Und auch hier würde es mich nicht stören, "das ist der Grund, warum" zu sehen. Im Gegenteil, ich würde es vielleicht sogar selbst benutzen.

Dieses "das ist der Grund, warum" hatte ich bisher nie als Anglizismus angesehen, sondern eher für eine formellere und verbosere Art des "darum" gehalten.


----------



## gaer

Whodunit said:
			
		

> Und auch hier würde es mich nicht stören, "das ist der Grund, warum" zu sehen. Im Gegenteil, ich würde es vielleicht sogar selbst benutzen.
> 
> Dieses "das ist der Grund, warum" hatte ich bisher nie als Anglizismus angesehen, sondern eher für eine formellere und verbosere Art des "darum" gehalten.

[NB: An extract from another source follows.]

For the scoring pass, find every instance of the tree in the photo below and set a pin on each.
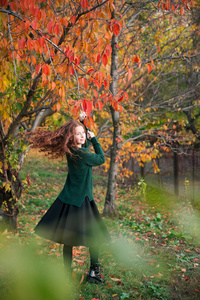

Here are the choices I would make:

Auf diesem Grund… (but I would pick this for emphasis, and I'm going to give you my usual disclaimer: what I pick may or may not be good.)

Darum… (I like this because it is simple, and it is easy for me to think of immediately.)

Das ist der Grund, warum… sounds fine to me when I see it, but I can give no opinion about whether it comes from English, or if so, when.

A very quick check seems to show that "deshalb" is the most common though, followed by "deswegen". I'm sure there are all sorts of nuances and "extenuating circumstances", but I think if I had time to think and had to choose just one word, without stress, I'd pick "deshalb". 

Gaer


----------